Despejada por fin esa incógnita, aunque sin poder enterarnos de más detalles acerca de las condiciones de su estancia ilimitada en ese país - de la protección de que goza, de quién la financia, si no es el propio emir-, España ha sido noticia otra vez en la prensa internacional por la gestión de la pandemia del coronavirus.

Una gestión a todas las luces desastrosa por la falta de preparación para lo que pudiera venir una vez acabado uno de los más duros confinamientos de cualquier país europeo, puesta en evidencia ante el país y el mundo por la escandalosa falta de rastreadores, de sustitutos para todo el personal sanitario víctima del virus, así como por la improvisación en la reapertura del curso escolar tras un verano caracterizado sólo por la continua bronca política.

Es decir, por algo que no se ha visto prácticamente en ningún país de nuestro entorno: la total falta de acuerdo entre el Gobierno de coalición y el principal partido de su oposición para dejar a un lado, aunque sea sólo mientras dure la crisis, sus diferencias y ponerse entre todos manos a la obra para intentar parar juntos un virus que no distingue entre ideologías y que preocupa a todos los ciudadanos.

La consecuencia de ese monumental fracaso de la política, unido a la insolidaria irresponsabilidad de una minoría de ciudadanos, es que España hay terminado siendo declarado "país de riesgo", es decir, a evitar, por Alemania y otros de los países que más ayudan al equilibrio de nuestra balanza de pagos con una industria de la que tanto dependemos como es la del turismo: un turismo, por desgracia, fundamentalmente de sol y borrachera.

Por si faltaba algo para seguir deslustrando día tras día esa rutilante "marca España" que creó un anterior Gobierno y a cuyo frente puso incluso un alto comisionado, está todo lo que hemos ido conociendo, gracias al levantamiento por un juez del sumario, de la continua corrupción del principal partido de la oposición, ese partido sucesor de la Alianza Popular que fundaron ex ministros y otros ex jerarcas del régimen franquista para pilotar a su favor la transición.

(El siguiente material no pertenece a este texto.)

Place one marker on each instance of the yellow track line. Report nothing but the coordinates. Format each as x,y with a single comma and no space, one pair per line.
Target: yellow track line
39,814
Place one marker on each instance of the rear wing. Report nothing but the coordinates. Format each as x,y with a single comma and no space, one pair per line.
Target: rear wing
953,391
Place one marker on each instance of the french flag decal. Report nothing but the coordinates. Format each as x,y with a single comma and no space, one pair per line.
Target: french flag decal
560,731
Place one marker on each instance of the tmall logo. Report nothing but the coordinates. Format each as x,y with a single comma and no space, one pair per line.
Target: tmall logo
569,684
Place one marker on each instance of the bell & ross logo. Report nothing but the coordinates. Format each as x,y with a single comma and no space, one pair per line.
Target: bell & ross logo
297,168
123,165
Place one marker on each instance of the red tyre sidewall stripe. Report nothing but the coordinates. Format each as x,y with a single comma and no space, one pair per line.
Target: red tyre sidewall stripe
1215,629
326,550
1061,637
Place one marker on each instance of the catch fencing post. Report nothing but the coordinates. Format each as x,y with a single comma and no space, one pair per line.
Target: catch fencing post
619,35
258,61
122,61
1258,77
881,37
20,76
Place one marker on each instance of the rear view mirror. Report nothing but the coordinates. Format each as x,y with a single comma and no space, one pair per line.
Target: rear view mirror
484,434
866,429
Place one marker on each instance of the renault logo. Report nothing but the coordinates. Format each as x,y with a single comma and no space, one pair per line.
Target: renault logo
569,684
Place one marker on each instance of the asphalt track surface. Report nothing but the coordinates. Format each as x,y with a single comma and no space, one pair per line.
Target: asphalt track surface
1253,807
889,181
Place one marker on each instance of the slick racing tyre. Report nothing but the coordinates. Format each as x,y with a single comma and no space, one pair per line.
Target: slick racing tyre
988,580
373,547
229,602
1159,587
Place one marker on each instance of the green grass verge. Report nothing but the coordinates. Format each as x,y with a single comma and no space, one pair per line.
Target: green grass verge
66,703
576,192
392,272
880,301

Cada día que pasa nos enteramos e informan también los medios extranjeros de más detalles escabrosos de la llamada operación Kitchen, de cómo el PP se valió del Gobierno de la nación que ocupaba para torpedear la causa judicial sobre su famosa "caja B", operación parapolicial montada por el propio ministro del Interior Jorge Fernández Díaz para hacerse con la documentación comprometida que guardaba el ex tesorero del partido Luis Bárcenas, el de la misteriosa fortuna en Suiza.

«El cocinero era un espía», titulaba el lunes el prestigioso diario conservador alemán Frankfurter Allgemeine Zeitung la crónica de su corresponsal en Madrid, en la que éste jugaba con el nombre de la operación Kitchen- en inglés: cocina- montada por el PP para espiar al ex tesorero, y para la que se contrató al chófer de este último con el objetivo de conseguir los documentos que supuestamente implicaban al partido. Todo en el más puro estilo mafioso. El PP no se limitó a utilizar en aquella operación de espionaje los recursos del partido, lo que sería por sí solo ya grave en una democracia, sino también los del propio Estado ya que empleó en ella menos que a setenta y un policías además de fondos reservados, como tampoco vaciló al parecer su Gobierno en manejar a la justicia para obstaculizar la investigación de un escándalo que nos aproxima a ciertos países del Este de Europa.

Ya puede el actual presidente del PPP, el joven Pablo Casado, hacer como si la cosa no fuera con él ni con el actual equipo de dirección y afirmar en tono contundente que no va a "dejar pasar ni una" mientras rechaza que se hagan de momento "juicios paralelos". Ni una supuesta nueva generación de políticos ni otro cambio de nombre van a poder redimir a un partido con semejante hipoteca.